German Vice Chancellor Robert Habeck has agreed to stop accusing upstart populist party Sahra Wagenknecht Alliance (BSW) of being bought by the Kremlin after the party took legal action against him in court.
Habeck, a Green, had made the accusations against the BSW and the far-right Alternative for Germany (AfD) during the election campaign in the eastern German state of Saxony in August.
The BSW strongly opposes German military aid to Ukraine and has been accused by some critics of repeating Russian propaganda in its rhetoric on the issue.
According to the newspaper Süddeutsche Zeitung, Habeck said during a speech in Dresden in August: “Making yourself pay for your opinion, buying votes on the Internet, building up troll armies, having your opinion bought: that’s disgusting and it’s not decent, and we know that AfD and BSW are paid in the same way.”
The BSW took legal action over the comments. Habeck has now signed the associated cease and desist declaration, a Green Party spokeswoman said on Monday.
According to the spokeswoman, Habeck had “exaggerated a little too much” during the campaign event.
Sahra Wagenknecht, the founder and namesake of the BSW, wrote on X: “Lies have short legs. (…) It is good that the courts have stopped this spread of fake news.”
According to the Greens, Habeck’s statement referred to questions about the BSW’s funding and the fact that the BSW “has not provided the promised transparency about where the money actually comes from.”
The Greens have urged the BSW to provide more transparency into how the new party finances its election campaigns.
During his speech in Dresden, Habeck, the leader of the Greens, said that people are certainly allowed to disagree with the current German government’s position on aid to Ukraine.
He also acknowledged that the government is not doing everything correctly in this area.
“But,” the Süddeutsche Zeitung quoted Habeck, “no one has been completely bribed – unlike the AfD and BSW.”
He added that everyone knows “that many of them are paid from Moscow and Beijing.”
The Russian government under President Vladimir Putin has been trying to influence opinion in Germany for a long time.

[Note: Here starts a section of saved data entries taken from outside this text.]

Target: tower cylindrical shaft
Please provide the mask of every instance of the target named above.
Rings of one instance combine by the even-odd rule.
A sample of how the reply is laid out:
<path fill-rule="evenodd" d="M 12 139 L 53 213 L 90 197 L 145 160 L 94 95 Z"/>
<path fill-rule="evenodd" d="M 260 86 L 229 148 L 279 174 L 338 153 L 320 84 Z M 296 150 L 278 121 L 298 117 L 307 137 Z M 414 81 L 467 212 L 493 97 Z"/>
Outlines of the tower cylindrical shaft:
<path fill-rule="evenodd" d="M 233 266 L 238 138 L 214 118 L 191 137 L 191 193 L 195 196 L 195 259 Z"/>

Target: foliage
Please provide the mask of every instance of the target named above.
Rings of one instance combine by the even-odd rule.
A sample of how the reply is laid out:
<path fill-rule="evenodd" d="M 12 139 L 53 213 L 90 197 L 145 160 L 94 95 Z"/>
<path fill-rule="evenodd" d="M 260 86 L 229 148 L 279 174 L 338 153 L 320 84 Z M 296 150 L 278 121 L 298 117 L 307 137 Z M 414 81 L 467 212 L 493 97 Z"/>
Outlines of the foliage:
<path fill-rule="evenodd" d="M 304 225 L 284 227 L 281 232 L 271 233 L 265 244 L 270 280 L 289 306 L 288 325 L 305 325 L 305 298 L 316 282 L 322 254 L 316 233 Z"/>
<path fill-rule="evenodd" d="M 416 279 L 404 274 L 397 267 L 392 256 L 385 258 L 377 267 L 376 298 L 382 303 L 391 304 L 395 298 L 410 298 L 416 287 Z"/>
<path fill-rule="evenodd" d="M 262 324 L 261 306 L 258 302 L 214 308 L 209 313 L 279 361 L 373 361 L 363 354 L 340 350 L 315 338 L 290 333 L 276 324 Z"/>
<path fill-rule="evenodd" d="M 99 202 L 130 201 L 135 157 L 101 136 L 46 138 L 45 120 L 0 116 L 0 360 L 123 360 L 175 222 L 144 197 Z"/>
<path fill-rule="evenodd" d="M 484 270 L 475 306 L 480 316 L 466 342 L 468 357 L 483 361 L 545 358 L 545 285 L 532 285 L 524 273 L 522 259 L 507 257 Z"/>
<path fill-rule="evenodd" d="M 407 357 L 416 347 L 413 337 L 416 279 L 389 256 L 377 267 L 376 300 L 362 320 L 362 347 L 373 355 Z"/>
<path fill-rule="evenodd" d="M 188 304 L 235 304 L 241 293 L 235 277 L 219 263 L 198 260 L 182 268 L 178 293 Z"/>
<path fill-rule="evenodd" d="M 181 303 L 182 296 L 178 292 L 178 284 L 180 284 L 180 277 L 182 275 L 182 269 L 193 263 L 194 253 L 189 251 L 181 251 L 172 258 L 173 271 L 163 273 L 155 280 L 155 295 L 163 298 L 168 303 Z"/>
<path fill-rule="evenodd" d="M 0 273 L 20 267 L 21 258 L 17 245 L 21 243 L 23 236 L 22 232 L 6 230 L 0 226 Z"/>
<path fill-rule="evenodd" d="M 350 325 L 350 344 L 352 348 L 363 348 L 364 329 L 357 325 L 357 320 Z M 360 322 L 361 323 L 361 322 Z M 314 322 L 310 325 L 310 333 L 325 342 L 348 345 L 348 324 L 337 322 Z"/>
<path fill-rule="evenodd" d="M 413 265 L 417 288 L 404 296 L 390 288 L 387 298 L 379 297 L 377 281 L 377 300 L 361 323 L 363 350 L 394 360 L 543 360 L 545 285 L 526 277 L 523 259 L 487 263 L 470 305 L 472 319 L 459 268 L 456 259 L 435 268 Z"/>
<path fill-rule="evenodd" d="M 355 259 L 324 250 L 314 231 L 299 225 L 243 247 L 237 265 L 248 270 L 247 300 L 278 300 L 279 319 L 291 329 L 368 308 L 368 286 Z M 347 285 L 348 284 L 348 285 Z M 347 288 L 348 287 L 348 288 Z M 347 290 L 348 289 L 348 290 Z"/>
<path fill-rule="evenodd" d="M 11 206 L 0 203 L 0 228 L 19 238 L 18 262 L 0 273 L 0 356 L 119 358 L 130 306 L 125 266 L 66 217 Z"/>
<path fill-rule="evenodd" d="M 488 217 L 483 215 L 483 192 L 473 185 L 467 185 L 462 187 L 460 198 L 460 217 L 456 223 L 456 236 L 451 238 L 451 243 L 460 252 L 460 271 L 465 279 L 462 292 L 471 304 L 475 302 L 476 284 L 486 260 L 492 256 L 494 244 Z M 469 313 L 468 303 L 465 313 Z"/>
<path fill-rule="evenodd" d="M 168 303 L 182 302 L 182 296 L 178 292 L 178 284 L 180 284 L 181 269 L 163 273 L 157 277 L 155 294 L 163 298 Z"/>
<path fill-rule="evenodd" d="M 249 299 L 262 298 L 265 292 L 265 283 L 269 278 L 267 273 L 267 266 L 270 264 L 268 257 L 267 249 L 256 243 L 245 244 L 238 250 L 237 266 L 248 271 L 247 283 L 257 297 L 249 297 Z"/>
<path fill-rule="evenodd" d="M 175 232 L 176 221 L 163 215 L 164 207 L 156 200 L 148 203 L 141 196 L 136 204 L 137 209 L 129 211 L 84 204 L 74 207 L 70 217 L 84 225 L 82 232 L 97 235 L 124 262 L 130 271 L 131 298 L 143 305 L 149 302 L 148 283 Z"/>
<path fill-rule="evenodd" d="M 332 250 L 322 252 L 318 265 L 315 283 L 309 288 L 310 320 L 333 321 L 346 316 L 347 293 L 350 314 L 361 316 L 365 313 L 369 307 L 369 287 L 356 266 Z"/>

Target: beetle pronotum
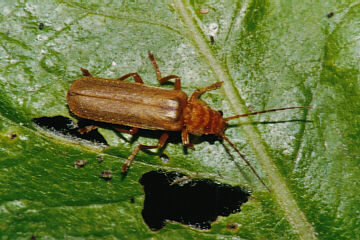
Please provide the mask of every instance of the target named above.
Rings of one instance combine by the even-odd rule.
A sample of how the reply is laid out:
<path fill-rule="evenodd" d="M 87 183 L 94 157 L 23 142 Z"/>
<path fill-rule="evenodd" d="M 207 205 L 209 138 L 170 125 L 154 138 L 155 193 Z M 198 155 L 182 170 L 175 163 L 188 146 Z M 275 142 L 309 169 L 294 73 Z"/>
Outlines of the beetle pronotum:
<path fill-rule="evenodd" d="M 199 99 L 203 93 L 219 88 L 222 82 L 198 89 L 188 99 L 181 91 L 180 77 L 162 77 L 154 55 L 151 52 L 148 54 L 160 84 L 175 79 L 174 90 L 144 85 L 137 73 L 128 73 L 116 81 L 94 77 L 82 68 L 84 76 L 72 83 L 66 96 L 70 110 L 79 117 L 131 127 L 130 130 L 116 127 L 118 131 L 129 134 L 137 133 L 139 128 L 164 131 L 157 145 L 136 146 L 125 161 L 122 171 L 127 171 L 140 150 L 161 148 L 169 137 L 169 131 L 181 131 L 183 145 L 190 148 L 193 148 L 193 145 L 190 143 L 189 133 L 197 136 L 213 134 L 228 142 L 267 188 L 250 162 L 224 135 L 228 121 L 260 113 L 310 107 L 277 108 L 223 118 L 221 111 L 211 109 Z M 123 81 L 129 77 L 133 77 L 135 83 Z M 90 126 L 83 131 L 94 128 L 96 126 Z"/>

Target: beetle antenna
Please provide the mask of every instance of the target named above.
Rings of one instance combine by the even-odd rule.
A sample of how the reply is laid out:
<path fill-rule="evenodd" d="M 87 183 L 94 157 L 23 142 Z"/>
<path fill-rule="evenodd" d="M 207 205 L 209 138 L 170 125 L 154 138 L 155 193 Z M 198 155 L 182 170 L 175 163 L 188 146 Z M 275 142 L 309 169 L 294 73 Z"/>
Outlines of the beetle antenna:
<path fill-rule="evenodd" d="M 295 109 L 295 108 L 311 109 L 312 107 L 275 108 L 275 109 L 269 109 L 269 110 L 264 110 L 264 111 L 260 111 L 260 112 L 245 113 L 245 114 L 235 115 L 235 116 L 232 116 L 232 117 L 227 117 L 227 118 L 224 118 L 224 121 L 225 121 L 225 122 L 228 122 L 228 121 L 230 121 L 230 120 L 232 120 L 232 119 L 235 119 L 235 118 L 241 118 L 241 117 L 246 117 L 246 116 L 250 116 L 250 115 L 267 113 L 267 112 L 276 112 L 276 111 L 282 111 L 282 110 L 288 110 L 288 109 Z"/>
<path fill-rule="evenodd" d="M 264 181 L 261 179 L 261 177 L 259 176 L 259 174 L 256 172 L 255 168 L 251 165 L 251 163 L 249 162 L 249 160 L 246 159 L 245 155 L 242 154 L 239 149 L 237 149 L 234 144 L 224 135 L 221 134 L 221 137 L 223 139 L 225 139 L 225 141 L 227 141 L 230 146 L 240 155 L 240 157 L 242 158 L 242 160 L 244 160 L 244 162 L 250 167 L 251 171 L 255 174 L 255 176 L 259 179 L 259 181 L 262 183 L 262 185 L 264 185 L 264 187 L 266 188 L 266 190 L 268 190 L 270 193 L 270 189 L 268 188 L 268 186 L 266 186 L 266 184 L 264 183 Z"/>

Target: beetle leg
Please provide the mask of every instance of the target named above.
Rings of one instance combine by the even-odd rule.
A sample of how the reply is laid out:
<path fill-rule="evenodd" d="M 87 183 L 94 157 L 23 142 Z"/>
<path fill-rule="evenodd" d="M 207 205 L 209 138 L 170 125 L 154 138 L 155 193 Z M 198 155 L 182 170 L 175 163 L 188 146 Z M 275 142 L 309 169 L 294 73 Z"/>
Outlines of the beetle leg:
<path fill-rule="evenodd" d="M 137 73 L 128 73 L 125 74 L 124 76 L 118 78 L 117 80 L 119 81 L 124 81 L 125 79 L 129 78 L 129 77 L 133 77 L 135 82 L 137 83 L 144 83 L 144 81 L 141 79 L 140 75 Z"/>
<path fill-rule="evenodd" d="M 119 127 L 114 127 L 114 129 L 117 130 L 117 131 L 119 131 L 119 132 L 128 133 L 128 134 L 131 134 L 131 135 L 134 135 L 134 134 L 136 134 L 136 133 L 139 131 L 139 128 L 136 128 L 136 127 L 130 128 L 129 130 L 128 130 L 128 129 L 119 128 Z"/>
<path fill-rule="evenodd" d="M 182 144 L 185 147 L 191 148 L 191 149 L 195 149 L 194 144 L 190 143 L 190 139 L 189 139 L 189 133 L 186 130 L 186 128 L 183 128 L 181 130 L 181 140 L 182 140 Z"/>
<path fill-rule="evenodd" d="M 180 77 L 178 77 L 176 75 L 169 75 L 169 76 L 163 77 L 158 80 L 159 80 L 160 84 L 163 84 L 163 83 L 169 81 L 170 79 L 175 79 L 174 89 L 181 90 L 181 80 L 180 80 Z"/>
<path fill-rule="evenodd" d="M 138 154 L 138 152 L 142 149 L 153 149 L 153 148 L 161 148 L 162 146 L 164 146 L 164 144 L 166 143 L 166 140 L 169 137 L 169 133 L 164 132 L 159 139 L 159 142 L 157 145 L 154 146 L 147 146 L 147 145 L 137 145 L 134 149 L 134 151 L 131 153 L 131 155 L 125 160 L 124 165 L 122 166 L 122 172 L 126 172 L 128 170 L 128 168 L 130 167 L 132 161 L 134 160 L 136 154 Z"/>
<path fill-rule="evenodd" d="M 148 54 L 149 54 L 150 61 L 151 61 L 151 63 L 153 64 L 153 66 L 154 66 L 154 68 L 155 68 L 156 77 L 157 77 L 157 80 L 160 82 L 160 84 L 163 84 L 163 83 L 169 81 L 170 79 L 175 79 L 174 89 L 175 89 L 175 90 L 180 90 L 180 89 L 181 89 L 181 80 L 180 80 L 180 77 L 179 77 L 179 76 L 176 76 L 176 75 L 169 75 L 169 76 L 166 76 L 166 77 L 162 77 L 162 76 L 161 76 L 160 69 L 159 69 L 159 66 L 158 66 L 157 63 L 156 63 L 154 54 L 152 54 L 150 51 L 148 51 Z"/>
<path fill-rule="evenodd" d="M 157 63 L 156 63 L 154 54 L 152 54 L 150 51 L 148 51 L 148 54 L 149 54 L 150 61 L 151 61 L 151 63 L 153 64 L 153 66 L 154 66 L 154 68 L 155 68 L 156 77 L 157 77 L 157 79 L 160 81 L 160 79 L 161 79 L 162 77 L 161 77 L 161 73 L 160 73 L 160 70 L 159 70 L 159 66 L 158 66 Z"/>
<path fill-rule="evenodd" d="M 87 70 L 86 68 L 80 68 L 81 72 L 83 74 L 83 76 L 85 77 L 92 77 L 93 75 L 91 75 L 91 73 L 89 72 L 89 70 Z"/>
<path fill-rule="evenodd" d="M 223 82 L 217 82 L 217 83 L 214 83 L 210 86 L 207 86 L 207 87 L 204 87 L 204 88 L 201 88 L 201 89 L 198 89 L 196 90 L 190 97 L 190 100 L 195 100 L 196 98 L 199 98 L 201 96 L 201 94 L 207 92 L 207 91 L 210 91 L 210 90 L 215 90 L 217 88 L 219 88 L 221 86 L 221 84 L 223 84 Z"/>
<path fill-rule="evenodd" d="M 175 86 L 174 86 L 175 90 L 181 90 L 181 80 L 180 78 L 175 78 Z"/>
<path fill-rule="evenodd" d="M 85 134 L 85 133 L 88 133 L 88 132 L 91 132 L 92 130 L 95 130 L 99 128 L 99 126 L 96 126 L 96 125 L 89 125 L 89 126 L 85 126 L 83 128 L 79 128 L 77 131 L 80 133 L 80 134 Z"/>

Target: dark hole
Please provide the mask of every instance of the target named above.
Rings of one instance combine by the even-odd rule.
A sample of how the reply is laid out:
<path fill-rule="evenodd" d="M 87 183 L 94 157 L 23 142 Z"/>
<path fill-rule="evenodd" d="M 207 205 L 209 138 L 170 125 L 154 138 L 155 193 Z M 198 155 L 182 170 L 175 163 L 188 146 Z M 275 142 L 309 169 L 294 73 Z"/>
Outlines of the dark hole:
<path fill-rule="evenodd" d="M 135 198 L 134 197 L 130 198 L 130 203 L 135 203 Z"/>
<path fill-rule="evenodd" d="M 214 38 L 214 36 L 212 36 L 212 35 L 210 35 L 210 42 L 211 42 L 211 43 L 214 43 L 214 42 L 215 42 L 215 38 Z"/>
<path fill-rule="evenodd" d="M 43 29 L 44 29 L 44 26 L 45 26 L 45 25 L 44 25 L 43 23 L 40 23 L 40 24 L 39 24 L 39 29 L 40 29 L 40 30 L 43 30 Z"/>
<path fill-rule="evenodd" d="M 145 173 L 140 183 L 145 191 L 142 216 L 153 231 L 164 227 L 166 220 L 210 229 L 218 216 L 240 212 L 250 196 L 241 187 L 164 170 Z"/>
<path fill-rule="evenodd" d="M 334 16 L 334 12 L 329 12 L 329 14 L 327 15 L 328 18 L 331 18 L 332 16 Z"/>
<path fill-rule="evenodd" d="M 81 134 L 78 131 L 79 129 L 89 125 L 87 121 L 79 121 L 78 124 L 76 124 L 69 118 L 55 116 L 33 118 L 33 122 L 46 130 L 61 133 L 66 136 L 85 139 L 94 143 L 102 143 L 107 145 L 106 140 L 97 130 L 92 130 L 91 132 L 84 134 Z"/>

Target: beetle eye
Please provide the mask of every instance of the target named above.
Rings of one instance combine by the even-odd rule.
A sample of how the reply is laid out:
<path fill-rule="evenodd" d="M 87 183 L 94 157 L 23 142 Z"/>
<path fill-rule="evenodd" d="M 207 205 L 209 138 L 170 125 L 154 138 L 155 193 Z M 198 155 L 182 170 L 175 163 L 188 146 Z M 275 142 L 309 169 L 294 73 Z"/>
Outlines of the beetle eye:
<path fill-rule="evenodd" d="M 224 115 L 223 111 L 219 111 L 219 113 L 220 113 L 220 115 L 221 115 L 221 116 L 223 116 L 223 115 Z"/>

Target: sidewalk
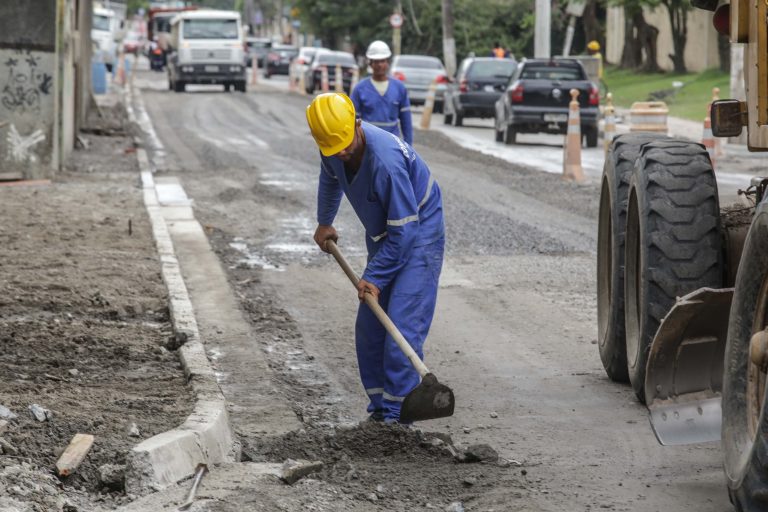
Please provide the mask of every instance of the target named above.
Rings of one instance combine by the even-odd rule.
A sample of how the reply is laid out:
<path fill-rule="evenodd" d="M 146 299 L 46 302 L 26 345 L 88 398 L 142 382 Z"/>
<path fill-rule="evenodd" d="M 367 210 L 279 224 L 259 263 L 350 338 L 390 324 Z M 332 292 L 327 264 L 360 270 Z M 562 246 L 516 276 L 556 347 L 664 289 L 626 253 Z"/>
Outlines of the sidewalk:
<path fill-rule="evenodd" d="M 51 182 L 0 183 L 0 510 L 130 501 L 127 453 L 192 410 L 133 140 L 102 113 Z M 95 442 L 60 484 L 76 433 Z"/>

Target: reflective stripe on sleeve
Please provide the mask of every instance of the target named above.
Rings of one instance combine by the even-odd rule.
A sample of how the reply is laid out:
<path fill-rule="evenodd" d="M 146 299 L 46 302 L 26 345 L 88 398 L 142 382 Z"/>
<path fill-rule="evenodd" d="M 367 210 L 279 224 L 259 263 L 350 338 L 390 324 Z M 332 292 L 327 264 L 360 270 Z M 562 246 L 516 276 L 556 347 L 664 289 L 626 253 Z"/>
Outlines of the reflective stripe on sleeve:
<path fill-rule="evenodd" d="M 395 396 L 395 395 L 390 395 L 390 394 L 389 394 L 389 393 L 387 393 L 386 391 L 385 391 L 385 392 L 384 392 L 384 394 L 382 395 L 382 398 L 383 398 L 384 400 L 389 400 L 390 402 L 402 402 L 402 401 L 404 401 L 404 400 L 405 400 L 405 397 L 404 397 L 404 396 Z"/>
<path fill-rule="evenodd" d="M 387 220 L 387 226 L 405 226 L 409 222 L 413 222 L 416 220 L 419 220 L 418 215 L 409 215 L 408 217 L 403 217 L 402 219 Z"/>
<path fill-rule="evenodd" d="M 380 395 L 384 392 L 384 388 L 368 388 L 365 392 L 368 395 Z"/>
<path fill-rule="evenodd" d="M 400 112 L 408 112 L 411 110 L 411 107 L 403 107 L 400 109 Z"/>
<path fill-rule="evenodd" d="M 429 182 L 427 182 L 427 191 L 424 193 L 424 199 L 422 199 L 421 202 L 419 203 L 419 206 L 418 206 L 419 209 L 421 209 L 421 207 L 427 203 L 427 199 L 429 199 L 429 194 L 432 192 L 432 187 L 434 185 L 435 185 L 435 177 L 430 174 Z"/>
<path fill-rule="evenodd" d="M 337 178 L 336 176 L 334 176 L 333 174 L 331 174 L 331 173 L 328 171 L 328 168 L 325 166 L 325 163 L 324 163 L 322 160 L 320 161 L 320 168 L 323 170 L 323 172 L 324 172 L 324 173 L 325 173 L 325 174 L 326 174 L 326 175 L 327 175 L 329 178 L 332 178 L 332 179 L 334 179 L 334 180 L 338 180 L 338 179 L 339 179 L 339 178 Z"/>
<path fill-rule="evenodd" d="M 382 238 L 384 238 L 385 236 L 387 236 L 387 232 L 386 232 L 386 231 L 385 231 L 385 232 L 383 232 L 383 233 L 382 233 L 382 234 L 380 234 L 380 235 L 372 236 L 372 237 L 371 237 L 371 240 L 373 240 L 374 242 L 378 242 L 379 240 L 381 240 L 381 239 L 382 239 Z"/>
<path fill-rule="evenodd" d="M 398 121 L 368 121 L 373 126 L 397 126 Z"/>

However, according to the newspaper, there is no concrete evidence of payments by Russian agencies or intermediaries to the BSW.
This also applies to a group set up by the BSW, the association BSW eV, which is not subject to political campaign financing rules but passes donations to the party.
Several AfD politicians suspected of receiving money from Moscow have also denied the allegations.